Model Type of the Tuned RNN Model: bidirectional_lstm

MAPE for Tuned RNN Model is: 0.16543614864349365
R2 Score for Tuned RNN Model is: -0.19266240917966937

Total Cost for Tuned RNN Model is: €84,989.00

4 Results and Conclusion

We have tuned all models and calculated the total costs in terms of our cost function and the winner is XGBoost! XGBoost’s performance is not surprising given that it is usually the winning model for competitions but STL-ARIMA has also performed very successfully. RNN models were, for me, somewhat disappointing; however, it should be stated that we didn’t fully utilized LSTM cells’ memory because we have only used one timestep in the input. Increasing timesteps could potentially improve its performance. ARIMAX was the worst performer even with tuning. It could be because of the feature matrix that we have created couldn’t fully capture seasonality and trend.

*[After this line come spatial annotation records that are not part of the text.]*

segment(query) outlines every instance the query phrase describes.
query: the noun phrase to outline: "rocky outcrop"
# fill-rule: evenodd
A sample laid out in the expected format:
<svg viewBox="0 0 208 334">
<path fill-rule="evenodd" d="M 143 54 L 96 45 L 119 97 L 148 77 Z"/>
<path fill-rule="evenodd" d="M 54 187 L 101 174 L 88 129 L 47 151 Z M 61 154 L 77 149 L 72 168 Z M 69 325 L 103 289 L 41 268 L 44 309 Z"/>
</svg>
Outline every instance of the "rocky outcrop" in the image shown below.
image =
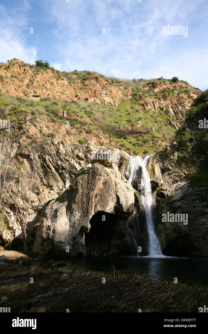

Even though we have added calendar features, they might not be enough to predict seasonality and trend. Therefore, a decomposition model where a model similar to STL decompose the time series to trend, seasonality, and residuals and after that a seperate regression model trained on only residuals could potentially be more accurate; but that’s all for this post.

Thank you for reading this post and see you on the next one!